Grief, the sort of grief that changes the course of life, preoccupies all of them. Colleen and Beverly still mourn the death of David, step-dad and husband, four years dead, while Frank thinks vividly of his mother's lingering cancer death and his awful, solitary vigil. And Madeleine still misses the husband she left 30 years before (and now talks to nightly while his pregnant young wife sleeps). Valentin mourns his lost, harsh childhood and Isobel mulls her regrets.
But this is not a dark or depressing novel - it's too full of energy and life. And Moore employs an adroit, dry humor to delineate character.
Beverly, who talks to strangers easily, advises a man on a Christmas present: "'Is she a stay-at-home Mom?' Beverly felt a mild disdain for women who gave up careers with the excuse of raising children when most normal people could do both, but she felt guilty about the opinion, and often claimed to be envious."
Madeleine, assessing yet another young romantic prospect: "Trevor Barker's apartment was in the same condo as Madeleine's on Military Road and was all coarse fibers and bran-coloured. It makes her worry about what he will cook."
Moore, twice a finalist for Canada's Giller Prize (for this novel and for the short story collection, "Open"), writes intense, precise and anecdotal prose. Her characters roil with strong emotions, which sometimes impel them to act and other times are tamped or subsumed by will. There's an edgy energy to this first novel, making the reader aware that anything can happen at any moment, some of it prompted by human action, some just unavoidable fate, like David's aneurysm or Frank's mother's cancer or Valentin's ruthless opportunism.
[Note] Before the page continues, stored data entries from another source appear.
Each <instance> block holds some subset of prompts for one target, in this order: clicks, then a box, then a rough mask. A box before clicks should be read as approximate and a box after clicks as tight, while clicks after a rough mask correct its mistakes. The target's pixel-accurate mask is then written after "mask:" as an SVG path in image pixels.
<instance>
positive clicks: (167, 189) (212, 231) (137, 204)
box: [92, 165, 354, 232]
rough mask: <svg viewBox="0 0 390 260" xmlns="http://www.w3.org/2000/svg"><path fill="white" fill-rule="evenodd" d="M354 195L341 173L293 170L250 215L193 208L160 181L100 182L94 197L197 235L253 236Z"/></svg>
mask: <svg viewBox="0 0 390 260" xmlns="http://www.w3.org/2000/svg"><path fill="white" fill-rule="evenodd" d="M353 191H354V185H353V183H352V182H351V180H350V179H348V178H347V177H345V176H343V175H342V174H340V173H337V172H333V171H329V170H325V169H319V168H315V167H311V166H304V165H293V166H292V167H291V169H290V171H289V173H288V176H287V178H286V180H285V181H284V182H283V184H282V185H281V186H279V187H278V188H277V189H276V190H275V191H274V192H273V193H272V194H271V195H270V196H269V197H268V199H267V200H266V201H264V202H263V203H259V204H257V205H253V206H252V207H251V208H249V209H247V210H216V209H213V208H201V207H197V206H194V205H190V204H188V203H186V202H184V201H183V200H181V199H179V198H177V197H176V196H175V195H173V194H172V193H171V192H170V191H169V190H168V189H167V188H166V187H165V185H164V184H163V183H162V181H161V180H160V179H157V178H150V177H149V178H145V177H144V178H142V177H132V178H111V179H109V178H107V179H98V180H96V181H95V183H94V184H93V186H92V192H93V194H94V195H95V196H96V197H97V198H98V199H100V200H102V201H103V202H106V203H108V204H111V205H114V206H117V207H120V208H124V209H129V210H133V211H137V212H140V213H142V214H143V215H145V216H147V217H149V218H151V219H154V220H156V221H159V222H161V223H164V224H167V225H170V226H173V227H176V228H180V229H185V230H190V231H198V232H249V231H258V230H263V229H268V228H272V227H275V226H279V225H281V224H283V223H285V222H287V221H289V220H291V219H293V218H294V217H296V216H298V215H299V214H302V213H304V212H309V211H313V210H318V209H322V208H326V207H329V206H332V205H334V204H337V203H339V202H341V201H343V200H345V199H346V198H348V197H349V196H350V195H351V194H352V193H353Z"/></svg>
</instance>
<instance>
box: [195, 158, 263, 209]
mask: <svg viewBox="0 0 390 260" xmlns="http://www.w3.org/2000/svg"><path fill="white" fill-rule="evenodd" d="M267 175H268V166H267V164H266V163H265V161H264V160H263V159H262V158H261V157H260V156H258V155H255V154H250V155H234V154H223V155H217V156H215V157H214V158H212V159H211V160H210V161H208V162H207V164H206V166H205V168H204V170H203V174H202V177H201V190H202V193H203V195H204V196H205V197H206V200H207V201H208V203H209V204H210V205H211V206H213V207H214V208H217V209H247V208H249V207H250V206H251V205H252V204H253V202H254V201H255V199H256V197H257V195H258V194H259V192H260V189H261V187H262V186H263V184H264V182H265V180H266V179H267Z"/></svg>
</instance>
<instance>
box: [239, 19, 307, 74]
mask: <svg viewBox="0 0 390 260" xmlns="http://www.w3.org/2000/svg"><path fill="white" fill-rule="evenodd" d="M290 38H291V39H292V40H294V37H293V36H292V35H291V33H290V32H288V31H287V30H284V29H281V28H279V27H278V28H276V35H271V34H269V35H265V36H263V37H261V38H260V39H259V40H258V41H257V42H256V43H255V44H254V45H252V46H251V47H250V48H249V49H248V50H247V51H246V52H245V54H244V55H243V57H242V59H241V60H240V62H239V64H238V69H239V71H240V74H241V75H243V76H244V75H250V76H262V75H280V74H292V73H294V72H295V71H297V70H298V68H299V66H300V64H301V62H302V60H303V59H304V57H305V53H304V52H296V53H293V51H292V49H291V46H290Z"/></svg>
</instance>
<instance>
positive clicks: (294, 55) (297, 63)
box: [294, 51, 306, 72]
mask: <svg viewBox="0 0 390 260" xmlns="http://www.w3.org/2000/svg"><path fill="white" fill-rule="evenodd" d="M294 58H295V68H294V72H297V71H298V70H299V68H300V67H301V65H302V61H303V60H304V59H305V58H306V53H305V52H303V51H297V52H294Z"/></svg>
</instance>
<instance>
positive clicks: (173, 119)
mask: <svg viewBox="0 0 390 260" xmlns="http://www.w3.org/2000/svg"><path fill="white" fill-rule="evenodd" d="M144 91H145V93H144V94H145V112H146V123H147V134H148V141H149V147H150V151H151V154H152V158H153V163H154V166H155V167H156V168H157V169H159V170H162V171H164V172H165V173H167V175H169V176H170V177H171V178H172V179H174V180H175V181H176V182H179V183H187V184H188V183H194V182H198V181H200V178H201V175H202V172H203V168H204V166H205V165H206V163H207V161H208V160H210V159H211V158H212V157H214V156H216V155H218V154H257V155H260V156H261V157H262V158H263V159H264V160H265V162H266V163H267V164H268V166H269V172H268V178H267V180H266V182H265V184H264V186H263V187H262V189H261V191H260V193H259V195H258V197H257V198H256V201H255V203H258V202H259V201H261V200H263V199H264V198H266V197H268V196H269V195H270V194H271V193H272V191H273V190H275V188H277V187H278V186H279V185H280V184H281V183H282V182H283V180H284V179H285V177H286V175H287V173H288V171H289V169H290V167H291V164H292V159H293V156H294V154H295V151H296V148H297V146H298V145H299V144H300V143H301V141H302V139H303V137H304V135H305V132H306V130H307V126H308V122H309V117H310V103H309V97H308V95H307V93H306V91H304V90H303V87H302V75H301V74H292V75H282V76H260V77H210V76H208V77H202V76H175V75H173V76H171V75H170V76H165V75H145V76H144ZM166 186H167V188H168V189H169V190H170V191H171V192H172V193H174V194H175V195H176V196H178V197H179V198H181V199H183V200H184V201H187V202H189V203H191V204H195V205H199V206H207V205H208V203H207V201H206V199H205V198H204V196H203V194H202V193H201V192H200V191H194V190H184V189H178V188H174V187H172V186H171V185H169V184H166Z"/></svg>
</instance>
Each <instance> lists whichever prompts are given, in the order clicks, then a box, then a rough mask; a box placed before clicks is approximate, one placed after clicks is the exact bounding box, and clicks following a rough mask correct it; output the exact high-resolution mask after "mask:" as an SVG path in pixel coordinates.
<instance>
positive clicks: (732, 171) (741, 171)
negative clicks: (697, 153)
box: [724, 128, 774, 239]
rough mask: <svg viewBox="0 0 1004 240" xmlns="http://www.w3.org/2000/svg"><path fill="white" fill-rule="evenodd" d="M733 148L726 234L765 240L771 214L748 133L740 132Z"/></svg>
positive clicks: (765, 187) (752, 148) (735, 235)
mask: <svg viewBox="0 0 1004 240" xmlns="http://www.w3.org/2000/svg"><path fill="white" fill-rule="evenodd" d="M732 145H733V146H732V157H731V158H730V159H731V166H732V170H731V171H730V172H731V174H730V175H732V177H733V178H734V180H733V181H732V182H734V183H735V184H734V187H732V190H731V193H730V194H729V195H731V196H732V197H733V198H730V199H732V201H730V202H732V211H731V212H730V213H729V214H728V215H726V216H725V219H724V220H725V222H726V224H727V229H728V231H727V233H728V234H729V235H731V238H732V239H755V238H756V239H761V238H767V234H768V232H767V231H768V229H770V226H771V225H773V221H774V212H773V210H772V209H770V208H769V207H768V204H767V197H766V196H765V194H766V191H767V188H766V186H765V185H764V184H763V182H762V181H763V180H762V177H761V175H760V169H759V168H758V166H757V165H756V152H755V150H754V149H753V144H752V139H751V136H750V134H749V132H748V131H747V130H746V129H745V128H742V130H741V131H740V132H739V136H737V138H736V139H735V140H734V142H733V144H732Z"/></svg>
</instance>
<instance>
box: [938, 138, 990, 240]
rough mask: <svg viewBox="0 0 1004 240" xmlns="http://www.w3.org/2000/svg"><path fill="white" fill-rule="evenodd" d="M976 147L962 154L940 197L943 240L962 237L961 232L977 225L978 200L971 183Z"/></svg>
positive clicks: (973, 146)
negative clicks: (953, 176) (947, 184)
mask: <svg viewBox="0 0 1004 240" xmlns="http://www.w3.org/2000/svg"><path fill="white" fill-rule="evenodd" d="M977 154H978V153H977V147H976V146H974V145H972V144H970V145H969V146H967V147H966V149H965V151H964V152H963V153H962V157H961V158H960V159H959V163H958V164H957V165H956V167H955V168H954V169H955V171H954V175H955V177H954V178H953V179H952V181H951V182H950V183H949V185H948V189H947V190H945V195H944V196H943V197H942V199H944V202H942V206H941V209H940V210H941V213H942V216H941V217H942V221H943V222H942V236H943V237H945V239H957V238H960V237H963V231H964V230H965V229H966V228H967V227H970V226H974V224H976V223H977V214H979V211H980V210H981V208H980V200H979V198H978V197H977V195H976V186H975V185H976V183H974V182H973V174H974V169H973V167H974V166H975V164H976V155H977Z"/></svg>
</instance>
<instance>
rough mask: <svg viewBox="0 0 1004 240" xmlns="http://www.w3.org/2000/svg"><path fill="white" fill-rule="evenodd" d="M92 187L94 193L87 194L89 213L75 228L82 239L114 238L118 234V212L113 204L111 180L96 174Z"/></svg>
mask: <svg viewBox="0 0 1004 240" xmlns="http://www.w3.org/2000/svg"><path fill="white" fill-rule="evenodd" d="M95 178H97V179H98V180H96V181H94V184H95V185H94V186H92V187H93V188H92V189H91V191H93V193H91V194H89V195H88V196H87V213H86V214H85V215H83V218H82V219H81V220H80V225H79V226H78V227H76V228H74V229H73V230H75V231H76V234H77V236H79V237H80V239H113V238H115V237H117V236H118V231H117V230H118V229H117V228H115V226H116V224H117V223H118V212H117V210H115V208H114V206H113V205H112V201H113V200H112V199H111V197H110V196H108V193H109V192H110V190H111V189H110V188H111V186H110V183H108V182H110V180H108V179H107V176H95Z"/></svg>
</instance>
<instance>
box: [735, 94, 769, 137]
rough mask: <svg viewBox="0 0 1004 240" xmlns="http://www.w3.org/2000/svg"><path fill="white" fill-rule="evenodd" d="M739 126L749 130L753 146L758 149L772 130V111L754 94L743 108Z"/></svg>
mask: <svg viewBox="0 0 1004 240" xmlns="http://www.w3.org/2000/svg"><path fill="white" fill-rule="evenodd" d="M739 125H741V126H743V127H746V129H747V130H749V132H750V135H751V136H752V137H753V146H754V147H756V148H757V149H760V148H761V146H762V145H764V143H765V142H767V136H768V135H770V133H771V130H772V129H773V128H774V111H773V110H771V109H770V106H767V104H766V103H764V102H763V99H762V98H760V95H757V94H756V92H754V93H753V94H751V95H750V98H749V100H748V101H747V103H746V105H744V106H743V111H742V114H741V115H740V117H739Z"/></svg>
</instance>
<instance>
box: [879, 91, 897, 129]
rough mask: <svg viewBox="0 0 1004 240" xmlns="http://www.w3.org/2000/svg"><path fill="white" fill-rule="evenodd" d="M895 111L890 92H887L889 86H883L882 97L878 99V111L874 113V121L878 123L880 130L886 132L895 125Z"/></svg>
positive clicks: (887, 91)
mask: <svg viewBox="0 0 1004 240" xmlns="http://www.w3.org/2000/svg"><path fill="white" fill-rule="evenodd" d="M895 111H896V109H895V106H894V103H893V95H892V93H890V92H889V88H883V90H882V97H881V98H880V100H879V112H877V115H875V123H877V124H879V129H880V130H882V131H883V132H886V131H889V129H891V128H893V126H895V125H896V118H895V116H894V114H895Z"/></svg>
Each of her characters has learned this lesson, some better than others. Colleen steals a bottle of vodka and tries to return it for a bottle of wine just to see what will happen. This is the day before she is to be sentenced for her solitary act of eco-terror, pouring sugar into the fuel tanks of clear-cutting machines, an act which involved hours of dangerous effort, hitchhiking and walking through the dark woods, all to be undone in an instant - fleeing and leaving her backpack on the ground, complete with wallet and identification.
That night, afterwards, in an instant during a car accident when Colleen faces the prospect of death, she forgets what it is she's been sad about for so long.
"Then she remembered. She missed her stepfather.
"And because she had taken that brief break....because of that very uplifting rest, the grief came back triplefold.
"It was a sock in the gut and she lost her breath, which also may have had to do with the airbag and maybe a fractured rib."
Colleen is difficult to love. At her best she's self-absorbed, but even at her worst, there's a gulf of (self-absorbed) despair and regret that makes the reader sympathize with her, yet never persuades her to alter her course as she cuts a wide swath through other people's hearts.
Like Valentin, Colleen is a force of nature. But, given her privileged circumstances and the nurturing love in her life, you know her chances of outgrowing her destructiveness are good. Valentin, however, is purely repellant and scary, lost despite his sad past and moments of hope.
Moore mulls the effects social circumstances and random fate can have on the best and worst of characters and leaves the reader haunted by her story and the voices of her narrative. A powerful writer with an agile and lively imagination.